Recuerdo claramente cómo me sentí al salir de ahí. No era solo el alivio de haber cumplido con mi tarea; era imaginar el rostro de Jairo al abrir su regalo. Esa sonrisa que iluminaría su cara era todo lo que necesitaba para justificar cada esfuerzo, cada moneda ahorrada y cada hora de búsqueda.
El corazón de un padre
Como padres, vivimos alegrías profundas cuando vemos felices a nuestros hijos. Es una emoción que pocas personas comprenden. En un mundo lleno de envidias y egoísmos, el amor de un padre o una madre es único. No se trata de competir, sino de dar sin esperar nada a cambio, solo por el gozo de verlos sonreír.
Hay una película que siempre me recuerda esta experiencia: El regalo prometido, con Arnold Schwarzenegger. En ella, un padre hace hasta lo imposible por conseguir el juguete que su hijo desea. Y aunque es una comedia, refleja una gran verdad: los padres estamos dispuestos a todo por la felicidad de nuestros hijos.
Esto me lleva a una reflexión más profunda: ¿qué estás dispuesto a hacer por tus hijos?
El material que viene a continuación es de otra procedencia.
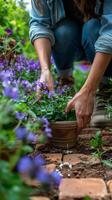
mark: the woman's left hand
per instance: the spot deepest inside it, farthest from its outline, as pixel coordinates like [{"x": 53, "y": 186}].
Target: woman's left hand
[{"x": 83, "y": 103}]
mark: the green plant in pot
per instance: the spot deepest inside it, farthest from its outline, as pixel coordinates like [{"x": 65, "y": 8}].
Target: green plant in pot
[{"x": 52, "y": 106}]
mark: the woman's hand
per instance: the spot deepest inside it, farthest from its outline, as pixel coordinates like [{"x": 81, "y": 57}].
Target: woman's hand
[
  {"x": 83, "y": 103},
  {"x": 45, "y": 77}
]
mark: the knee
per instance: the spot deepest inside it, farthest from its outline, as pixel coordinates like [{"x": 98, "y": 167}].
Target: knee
[{"x": 90, "y": 31}]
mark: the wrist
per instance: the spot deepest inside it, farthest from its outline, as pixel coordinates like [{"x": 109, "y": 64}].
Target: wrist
[{"x": 88, "y": 90}]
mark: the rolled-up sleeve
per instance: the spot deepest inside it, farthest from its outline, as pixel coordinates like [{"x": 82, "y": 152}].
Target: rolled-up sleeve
[
  {"x": 104, "y": 41},
  {"x": 40, "y": 25}
]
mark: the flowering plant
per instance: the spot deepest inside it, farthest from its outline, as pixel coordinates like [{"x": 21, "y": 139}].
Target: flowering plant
[{"x": 53, "y": 104}]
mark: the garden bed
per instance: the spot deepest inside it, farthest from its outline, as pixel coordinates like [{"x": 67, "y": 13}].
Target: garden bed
[{"x": 88, "y": 165}]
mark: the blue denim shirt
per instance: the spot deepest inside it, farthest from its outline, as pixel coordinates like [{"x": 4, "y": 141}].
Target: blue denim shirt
[{"x": 42, "y": 25}]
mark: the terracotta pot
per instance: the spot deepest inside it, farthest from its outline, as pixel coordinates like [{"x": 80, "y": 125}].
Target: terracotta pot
[{"x": 64, "y": 134}]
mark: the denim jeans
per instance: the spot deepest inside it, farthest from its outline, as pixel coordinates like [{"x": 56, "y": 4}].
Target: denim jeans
[{"x": 74, "y": 43}]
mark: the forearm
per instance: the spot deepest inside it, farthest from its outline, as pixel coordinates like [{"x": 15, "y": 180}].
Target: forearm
[
  {"x": 43, "y": 50},
  {"x": 98, "y": 68}
]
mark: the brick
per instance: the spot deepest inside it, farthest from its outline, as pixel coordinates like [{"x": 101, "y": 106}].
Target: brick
[
  {"x": 109, "y": 185},
  {"x": 71, "y": 189},
  {"x": 53, "y": 157},
  {"x": 50, "y": 168},
  {"x": 39, "y": 198},
  {"x": 81, "y": 158}
]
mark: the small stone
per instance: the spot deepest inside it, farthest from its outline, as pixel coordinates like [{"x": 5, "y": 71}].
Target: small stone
[
  {"x": 81, "y": 158},
  {"x": 53, "y": 158},
  {"x": 109, "y": 185},
  {"x": 71, "y": 189}
]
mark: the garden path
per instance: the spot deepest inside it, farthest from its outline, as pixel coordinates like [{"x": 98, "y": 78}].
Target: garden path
[{"x": 89, "y": 178}]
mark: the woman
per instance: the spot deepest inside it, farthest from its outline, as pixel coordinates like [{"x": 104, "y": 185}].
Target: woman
[{"x": 57, "y": 29}]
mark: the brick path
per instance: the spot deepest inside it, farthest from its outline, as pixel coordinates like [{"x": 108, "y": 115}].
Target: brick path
[{"x": 79, "y": 188}]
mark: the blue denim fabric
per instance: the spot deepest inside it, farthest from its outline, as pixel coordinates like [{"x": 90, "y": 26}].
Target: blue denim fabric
[
  {"x": 89, "y": 39},
  {"x": 67, "y": 47},
  {"x": 42, "y": 25}
]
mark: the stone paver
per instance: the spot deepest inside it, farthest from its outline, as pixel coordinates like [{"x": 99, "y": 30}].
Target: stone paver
[
  {"x": 79, "y": 158},
  {"x": 71, "y": 189},
  {"x": 39, "y": 198},
  {"x": 53, "y": 157}
]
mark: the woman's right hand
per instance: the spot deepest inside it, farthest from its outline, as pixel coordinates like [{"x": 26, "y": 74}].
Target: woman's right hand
[{"x": 45, "y": 77}]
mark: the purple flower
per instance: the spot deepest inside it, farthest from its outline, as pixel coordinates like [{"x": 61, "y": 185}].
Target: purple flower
[
  {"x": 51, "y": 94},
  {"x": 26, "y": 84},
  {"x": 33, "y": 65},
  {"x": 25, "y": 165},
  {"x": 23, "y": 41},
  {"x": 31, "y": 137},
  {"x": 20, "y": 116},
  {"x": 56, "y": 178},
  {"x": 9, "y": 31},
  {"x": 1, "y": 65},
  {"x": 21, "y": 133},
  {"x": 48, "y": 131},
  {"x": 44, "y": 121},
  {"x": 11, "y": 92},
  {"x": 52, "y": 60},
  {"x": 39, "y": 161}
]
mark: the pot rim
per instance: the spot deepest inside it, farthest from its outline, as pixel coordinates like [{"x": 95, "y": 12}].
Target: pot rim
[{"x": 63, "y": 122}]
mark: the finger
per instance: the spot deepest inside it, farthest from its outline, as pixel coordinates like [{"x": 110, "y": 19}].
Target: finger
[
  {"x": 80, "y": 123},
  {"x": 70, "y": 106},
  {"x": 87, "y": 120},
  {"x": 51, "y": 85},
  {"x": 38, "y": 93}
]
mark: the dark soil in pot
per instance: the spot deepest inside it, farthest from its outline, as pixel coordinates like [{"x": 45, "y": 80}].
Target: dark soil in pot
[{"x": 64, "y": 134}]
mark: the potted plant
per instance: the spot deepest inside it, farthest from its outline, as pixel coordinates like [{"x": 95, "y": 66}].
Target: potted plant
[{"x": 52, "y": 106}]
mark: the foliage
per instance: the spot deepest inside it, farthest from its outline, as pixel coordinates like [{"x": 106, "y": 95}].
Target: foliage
[
  {"x": 107, "y": 163},
  {"x": 14, "y": 27},
  {"x": 52, "y": 105},
  {"x": 96, "y": 143},
  {"x": 80, "y": 74}
]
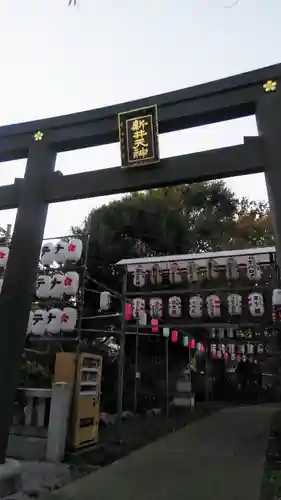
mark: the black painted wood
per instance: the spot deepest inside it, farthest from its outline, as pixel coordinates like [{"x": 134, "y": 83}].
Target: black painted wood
[{"x": 20, "y": 276}]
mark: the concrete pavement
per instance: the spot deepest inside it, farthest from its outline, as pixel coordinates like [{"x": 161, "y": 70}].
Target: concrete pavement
[{"x": 218, "y": 457}]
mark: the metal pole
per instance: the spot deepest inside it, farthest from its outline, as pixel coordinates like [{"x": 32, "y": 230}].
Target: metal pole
[
  {"x": 136, "y": 369},
  {"x": 121, "y": 361},
  {"x": 167, "y": 395}
]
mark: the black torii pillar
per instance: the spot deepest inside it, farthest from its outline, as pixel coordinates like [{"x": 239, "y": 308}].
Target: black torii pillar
[
  {"x": 268, "y": 116},
  {"x": 20, "y": 277}
]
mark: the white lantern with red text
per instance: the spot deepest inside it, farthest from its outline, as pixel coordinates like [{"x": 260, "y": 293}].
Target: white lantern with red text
[
  {"x": 54, "y": 321},
  {"x": 61, "y": 252},
  {"x": 175, "y": 307},
  {"x": 74, "y": 249},
  {"x": 30, "y": 323},
  {"x": 253, "y": 269},
  {"x": 57, "y": 286},
  {"x": 138, "y": 307},
  {"x": 192, "y": 271},
  {"x": 256, "y": 304},
  {"x": 155, "y": 307},
  {"x": 105, "y": 301},
  {"x": 213, "y": 304},
  {"x": 156, "y": 276},
  {"x": 39, "y": 322},
  {"x": 47, "y": 255},
  {"x": 139, "y": 277},
  {"x": 195, "y": 306},
  {"x": 43, "y": 285},
  {"x": 68, "y": 319},
  {"x": 174, "y": 273},
  {"x": 212, "y": 269},
  {"x": 231, "y": 269},
  {"x": 71, "y": 283},
  {"x": 4, "y": 254},
  {"x": 234, "y": 304}
]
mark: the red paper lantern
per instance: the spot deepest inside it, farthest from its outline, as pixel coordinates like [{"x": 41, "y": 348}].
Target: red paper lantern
[
  {"x": 192, "y": 344},
  {"x": 154, "y": 323},
  {"x": 174, "y": 336}
]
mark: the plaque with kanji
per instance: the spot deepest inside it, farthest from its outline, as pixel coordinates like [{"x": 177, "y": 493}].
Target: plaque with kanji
[{"x": 138, "y": 134}]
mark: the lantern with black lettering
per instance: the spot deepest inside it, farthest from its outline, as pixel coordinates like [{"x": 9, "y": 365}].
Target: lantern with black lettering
[
  {"x": 39, "y": 322},
  {"x": 175, "y": 307}
]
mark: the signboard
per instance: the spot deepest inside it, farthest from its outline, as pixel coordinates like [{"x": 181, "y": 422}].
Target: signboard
[{"x": 138, "y": 135}]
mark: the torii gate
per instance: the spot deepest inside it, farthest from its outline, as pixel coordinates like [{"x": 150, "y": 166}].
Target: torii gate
[{"x": 256, "y": 92}]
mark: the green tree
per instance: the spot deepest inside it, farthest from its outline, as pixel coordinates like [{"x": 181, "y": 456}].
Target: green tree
[{"x": 184, "y": 219}]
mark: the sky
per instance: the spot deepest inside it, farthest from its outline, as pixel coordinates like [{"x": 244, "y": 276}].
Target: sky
[{"x": 57, "y": 60}]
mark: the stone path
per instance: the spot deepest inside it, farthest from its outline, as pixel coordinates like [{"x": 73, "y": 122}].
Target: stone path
[{"x": 220, "y": 457}]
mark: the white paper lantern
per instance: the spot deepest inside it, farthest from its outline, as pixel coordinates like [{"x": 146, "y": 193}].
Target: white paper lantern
[
  {"x": 43, "y": 286},
  {"x": 139, "y": 277},
  {"x": 212, "y": 269},
  {"x": 174, "y": 273},
  {"x": 231, "y": 348},
  {"x": 71, "y": 283},
  {"x": 213, "y": 348},
  {"x": 39, "y": 322},
  {"x": 61, "y": 252},
  {"x": 142, "y": 319},
  {"x": 47, "y": 254},
  {"x": 57, "y": 286},
  {"x": 74, "y": 249},
  {"x": 54, "y": 321},
  {"x": 231, "y": 269},
  {"x": 253, "y": 269},
  {"x": 221, "y": 333},
  {"x": 105, "y": 301},
  {"x": 213, "y": 306},
  {"x": 156, "y": 307},
  {"x": 138, "y": 307},
  {"x": 276, "y": 297},
  {"x": 192, "y": 271},
  {"x": 68, "y": 319},
  {"x": 166, "y": 332},
  {"x": 213, "y": 333},
  {"x": 196, "y": 306},
  {"x": 256, "y": 304},
  {"x": 4, "y": 254},
  {"x": 30, "y": 323},
  {"x": 175, "y": 307},
  {"x": 234, "y": 304},
  {"x": 250, "y": 349},
  {"x": 156, "y": 276}
]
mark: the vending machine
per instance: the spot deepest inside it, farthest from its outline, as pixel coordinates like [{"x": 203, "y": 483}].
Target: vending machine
[{"x": 83, "y": 373}]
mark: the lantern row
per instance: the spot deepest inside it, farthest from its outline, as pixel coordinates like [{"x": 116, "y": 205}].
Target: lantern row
[
  {"x": 61, "y": 252},
  {"x": 192, "y": 272},
  {"x": 52, "y": 321},
  {"x": 233, "y": 350},
  {"x": 234, "y": 333},
  {"x": 255, "y": 305},
  {"x": 57, "y": 284}
]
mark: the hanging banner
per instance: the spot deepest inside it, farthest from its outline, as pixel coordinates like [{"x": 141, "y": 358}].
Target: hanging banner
[{"x": 138, "y": 135}]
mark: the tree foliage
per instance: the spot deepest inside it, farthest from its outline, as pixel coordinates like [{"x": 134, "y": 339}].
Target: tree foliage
[{"x": 185, "y": 219}]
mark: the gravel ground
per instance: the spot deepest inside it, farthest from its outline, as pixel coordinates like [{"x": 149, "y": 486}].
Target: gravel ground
[{"x": 41, "y": 479}]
No me refiero únicamente a comprarles cosas. Muchas veces, lo que más necesitan no se encuentra en una tienda. Ellos necesitan nuestra presencia, nuestra salud, nuestra energía. Necesitan que estemos bien, tanto física como emocionalmente. El mejor regalo que podemos darles es una vida saludable y plena, porque mientras nosotros estemos aquí, siempre tendrán un refugio, un apoyo, un ejemplo.
Por eso, amigo o amiga que me escuchas o lees, te invito a reflexionar. ¿Estamos cuidándonos lo suficiente para estar presentes en sus vidas? ¿Estamos siendo conscientes de la importancia de durar en esta tierra para ellos? Porque aunque crezcan, aunque formen sus propias familias, siempre nos necesitarán.
Una llamada a la acción
Hoy, quiero pedirte que hagas un compromiso contigo mismo. Cambia lo que necesites cambiar. Mejora tu alimentación, haz ejercicio, deja atrás esos hábitos que dañan tu salud. Vive por ti, pero también por ellos, porque nuestros hijos merecen padres que estén aquí para acompañarlos en cada etapa de sus vidas.
Yo lo sé porque he tenido que despedirme de amigos muy queridos demasiado pronto. Es un dolor que no quiero que ellos sufran conmigo. Porque, al final, nuestros hijos, sin importar su edad, siempre serán nuestros pequeños. Y nosotros, mientras estemos aquí, seguiremos luchando para regalarles no solo momentos felices, sino también una vida llena de amor y aprendizaje.
Soy Daniel Echegaray, y te acompaño en este camino.